Early on, I felt fortunate to encounter books by three authors more attuned to such dialogues than most: the French historian Robert Mauzi’s study of the idea of happiness in the eighteenth century, a time when so many thinkers saw the quest for happiness as the great innovation, the glorious discovery of their time; the American philosopher V. J. McGill’s The Idea of Happiness, the most thorough historical study of philosophical theories of happiness; and the British biographer, memoirist, and historian of art and literature Peter Quennell’s The Pursuit of Happiness, recounting aesthetic and creative experiences that show how what he calls the gift of exhilarated seeing contributes to our understanding of happiness.7 Taken together, these books, written before the empirical studies of happiness in recent decades, illuminate much that has been felt and thought and written about happiness in the past.

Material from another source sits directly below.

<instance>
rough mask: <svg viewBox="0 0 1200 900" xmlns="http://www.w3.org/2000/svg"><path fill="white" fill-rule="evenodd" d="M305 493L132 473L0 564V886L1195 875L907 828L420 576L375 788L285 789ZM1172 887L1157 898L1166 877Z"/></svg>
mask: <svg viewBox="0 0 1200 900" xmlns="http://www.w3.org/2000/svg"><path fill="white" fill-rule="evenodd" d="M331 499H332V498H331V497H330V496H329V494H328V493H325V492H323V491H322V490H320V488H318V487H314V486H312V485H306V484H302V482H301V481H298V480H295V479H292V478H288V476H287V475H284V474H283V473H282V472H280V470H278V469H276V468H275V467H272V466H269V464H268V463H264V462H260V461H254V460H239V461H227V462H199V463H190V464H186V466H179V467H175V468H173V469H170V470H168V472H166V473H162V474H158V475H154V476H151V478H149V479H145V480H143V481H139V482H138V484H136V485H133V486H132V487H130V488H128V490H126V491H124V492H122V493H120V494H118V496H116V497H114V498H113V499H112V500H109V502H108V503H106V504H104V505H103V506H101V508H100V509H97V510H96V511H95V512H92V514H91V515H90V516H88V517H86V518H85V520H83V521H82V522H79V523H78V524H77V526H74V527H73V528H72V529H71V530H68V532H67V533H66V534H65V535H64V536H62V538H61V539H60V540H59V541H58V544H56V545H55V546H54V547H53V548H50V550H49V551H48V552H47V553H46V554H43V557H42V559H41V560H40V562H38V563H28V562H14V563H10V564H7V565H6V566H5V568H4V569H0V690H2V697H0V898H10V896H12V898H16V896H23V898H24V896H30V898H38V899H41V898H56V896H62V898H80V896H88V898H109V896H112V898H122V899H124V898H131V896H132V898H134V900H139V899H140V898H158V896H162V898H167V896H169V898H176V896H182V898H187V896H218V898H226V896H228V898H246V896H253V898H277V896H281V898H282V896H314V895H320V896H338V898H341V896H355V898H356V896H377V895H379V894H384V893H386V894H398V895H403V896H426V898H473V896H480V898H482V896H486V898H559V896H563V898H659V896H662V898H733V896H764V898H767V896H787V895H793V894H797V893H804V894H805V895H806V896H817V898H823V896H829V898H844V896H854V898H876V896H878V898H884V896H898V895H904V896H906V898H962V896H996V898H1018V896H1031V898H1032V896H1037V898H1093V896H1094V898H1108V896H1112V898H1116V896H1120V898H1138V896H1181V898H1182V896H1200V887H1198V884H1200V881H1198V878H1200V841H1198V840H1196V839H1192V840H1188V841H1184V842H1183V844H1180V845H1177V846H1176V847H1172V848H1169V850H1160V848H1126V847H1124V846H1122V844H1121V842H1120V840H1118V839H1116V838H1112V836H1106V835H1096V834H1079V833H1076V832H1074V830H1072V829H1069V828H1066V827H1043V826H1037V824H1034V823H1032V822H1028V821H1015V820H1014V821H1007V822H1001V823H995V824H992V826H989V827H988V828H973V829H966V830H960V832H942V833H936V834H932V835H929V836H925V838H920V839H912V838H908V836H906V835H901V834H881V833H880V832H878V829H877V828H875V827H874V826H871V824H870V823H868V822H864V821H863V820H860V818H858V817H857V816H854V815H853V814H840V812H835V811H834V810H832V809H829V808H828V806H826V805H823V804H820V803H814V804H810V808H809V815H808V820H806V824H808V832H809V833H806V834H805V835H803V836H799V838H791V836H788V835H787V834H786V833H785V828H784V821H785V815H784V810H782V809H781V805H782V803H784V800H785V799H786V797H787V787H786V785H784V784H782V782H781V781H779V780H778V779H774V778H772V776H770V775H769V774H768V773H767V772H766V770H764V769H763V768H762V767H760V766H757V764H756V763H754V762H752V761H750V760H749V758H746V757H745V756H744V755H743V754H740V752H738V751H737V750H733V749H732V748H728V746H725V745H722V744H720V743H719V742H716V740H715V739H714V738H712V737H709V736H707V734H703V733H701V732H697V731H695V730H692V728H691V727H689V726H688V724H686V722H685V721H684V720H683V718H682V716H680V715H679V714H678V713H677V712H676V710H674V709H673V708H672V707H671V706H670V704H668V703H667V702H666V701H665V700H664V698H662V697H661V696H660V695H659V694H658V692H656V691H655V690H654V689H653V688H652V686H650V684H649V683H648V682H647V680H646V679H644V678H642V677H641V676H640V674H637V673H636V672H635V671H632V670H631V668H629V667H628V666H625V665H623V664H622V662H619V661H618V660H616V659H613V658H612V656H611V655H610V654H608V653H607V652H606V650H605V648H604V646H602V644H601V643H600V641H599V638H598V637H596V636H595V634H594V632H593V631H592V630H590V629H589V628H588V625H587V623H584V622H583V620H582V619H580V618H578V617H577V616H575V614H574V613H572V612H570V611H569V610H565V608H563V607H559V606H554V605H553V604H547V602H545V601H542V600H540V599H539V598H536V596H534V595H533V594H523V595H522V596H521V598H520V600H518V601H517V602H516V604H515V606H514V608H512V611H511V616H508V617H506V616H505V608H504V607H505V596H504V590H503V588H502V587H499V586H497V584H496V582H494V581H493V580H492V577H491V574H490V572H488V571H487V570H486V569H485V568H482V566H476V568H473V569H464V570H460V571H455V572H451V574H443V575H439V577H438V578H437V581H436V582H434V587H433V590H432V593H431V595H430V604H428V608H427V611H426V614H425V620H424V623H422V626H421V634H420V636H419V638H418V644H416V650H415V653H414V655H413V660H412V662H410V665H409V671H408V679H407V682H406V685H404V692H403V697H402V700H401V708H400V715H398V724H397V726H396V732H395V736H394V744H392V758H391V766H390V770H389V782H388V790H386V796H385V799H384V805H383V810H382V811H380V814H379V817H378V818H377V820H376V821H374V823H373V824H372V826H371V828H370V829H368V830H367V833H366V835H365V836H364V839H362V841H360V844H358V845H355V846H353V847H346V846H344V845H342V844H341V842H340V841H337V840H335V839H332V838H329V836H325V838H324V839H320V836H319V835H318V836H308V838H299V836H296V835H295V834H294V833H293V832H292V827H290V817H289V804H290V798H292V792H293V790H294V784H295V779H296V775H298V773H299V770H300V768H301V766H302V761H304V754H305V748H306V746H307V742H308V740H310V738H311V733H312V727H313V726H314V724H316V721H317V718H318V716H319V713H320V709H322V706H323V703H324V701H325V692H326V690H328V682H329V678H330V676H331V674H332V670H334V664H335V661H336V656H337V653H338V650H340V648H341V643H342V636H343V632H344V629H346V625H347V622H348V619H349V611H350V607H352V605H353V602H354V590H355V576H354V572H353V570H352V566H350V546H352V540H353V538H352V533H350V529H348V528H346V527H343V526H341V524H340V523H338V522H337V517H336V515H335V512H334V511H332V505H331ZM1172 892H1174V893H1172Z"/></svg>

In turn, they help us think about the abundant research findings now coming to the fore – findings that, I believe, the three authors would have found of absorbing interest. Each of the three books, moreover, conveys the author’s personal stake in taking on a topic of such scope, along with a measure of hesitation. Should they proceed historically? Or consider particular questions such as that of the relationship between virtue and happiness? Or perhaps focus on individual authors or artists? It would not be possible to restrict their inquiry in such ways. Instead, unusually alert to the perennial controversies over happiness, they cast their nets widely, shedding new light, in the process, on well-known thinkers and bringing out of obscurity works rarely or never discussed in the context of happiness.

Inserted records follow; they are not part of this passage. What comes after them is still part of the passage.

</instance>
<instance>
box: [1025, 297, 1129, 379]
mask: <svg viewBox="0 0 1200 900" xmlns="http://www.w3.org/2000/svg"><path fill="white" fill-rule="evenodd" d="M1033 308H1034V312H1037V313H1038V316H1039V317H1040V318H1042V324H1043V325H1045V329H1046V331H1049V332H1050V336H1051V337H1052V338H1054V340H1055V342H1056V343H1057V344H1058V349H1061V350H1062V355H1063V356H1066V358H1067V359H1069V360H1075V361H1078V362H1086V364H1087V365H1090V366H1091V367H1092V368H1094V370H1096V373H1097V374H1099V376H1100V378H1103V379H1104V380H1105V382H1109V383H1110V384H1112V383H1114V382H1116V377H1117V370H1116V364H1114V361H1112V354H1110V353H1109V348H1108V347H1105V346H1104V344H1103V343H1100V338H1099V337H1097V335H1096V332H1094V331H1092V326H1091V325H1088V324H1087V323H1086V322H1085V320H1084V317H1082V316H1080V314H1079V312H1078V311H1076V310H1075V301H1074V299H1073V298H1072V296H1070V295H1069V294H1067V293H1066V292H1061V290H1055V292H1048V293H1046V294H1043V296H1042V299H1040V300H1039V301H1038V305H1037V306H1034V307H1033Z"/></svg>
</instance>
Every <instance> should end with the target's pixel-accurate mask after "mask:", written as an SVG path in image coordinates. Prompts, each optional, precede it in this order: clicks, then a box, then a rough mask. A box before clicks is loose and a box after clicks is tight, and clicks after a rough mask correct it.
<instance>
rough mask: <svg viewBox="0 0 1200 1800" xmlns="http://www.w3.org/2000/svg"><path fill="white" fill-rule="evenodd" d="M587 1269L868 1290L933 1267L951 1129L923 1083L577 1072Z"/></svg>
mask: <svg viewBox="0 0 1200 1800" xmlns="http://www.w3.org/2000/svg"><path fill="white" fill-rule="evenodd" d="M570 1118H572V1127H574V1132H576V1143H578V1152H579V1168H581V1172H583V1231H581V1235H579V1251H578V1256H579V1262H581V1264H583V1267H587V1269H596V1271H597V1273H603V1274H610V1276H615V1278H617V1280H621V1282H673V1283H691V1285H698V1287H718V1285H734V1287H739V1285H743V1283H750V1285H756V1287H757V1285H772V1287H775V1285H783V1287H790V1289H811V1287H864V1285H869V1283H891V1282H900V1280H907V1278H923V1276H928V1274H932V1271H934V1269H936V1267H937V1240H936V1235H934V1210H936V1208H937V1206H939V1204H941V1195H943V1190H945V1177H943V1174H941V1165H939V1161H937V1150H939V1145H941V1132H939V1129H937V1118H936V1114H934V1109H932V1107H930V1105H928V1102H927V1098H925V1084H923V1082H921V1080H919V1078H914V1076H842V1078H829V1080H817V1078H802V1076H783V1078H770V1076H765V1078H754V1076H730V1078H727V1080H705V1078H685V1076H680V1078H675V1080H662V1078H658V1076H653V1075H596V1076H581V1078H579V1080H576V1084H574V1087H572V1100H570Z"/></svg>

This book is the result of my having set out, years ago, to explore what we can learn about happiness. The more I have had a chance to study the clashing views on the subject and the passionate advocacy it can inspire, the more intrigued I have become by the voices and the personal experiences of those who have embarked on its study – the sages and poets and social theorists and increasingly, in recent decades, the social scientists, health professionals, and neuroscientists. As I have come across one person after another examining the subject, I have recognized similarities in their attempts to define happiness and to consider its relevance to the fundamental philosophical question of how one should live, no matter how profound their disagreement about the answer. I have listened for signs of awareness of such disagreements, with some individuals blithely ignoring challenges from outside their own field of expertise, at times moving to silence all critics, while others relish dialogues with friends and adversaries, present and past, whether in history, philosophy, religion, the arts, or the sciences – and, in so doing, invite us to strive to reach beyond our own perspectives.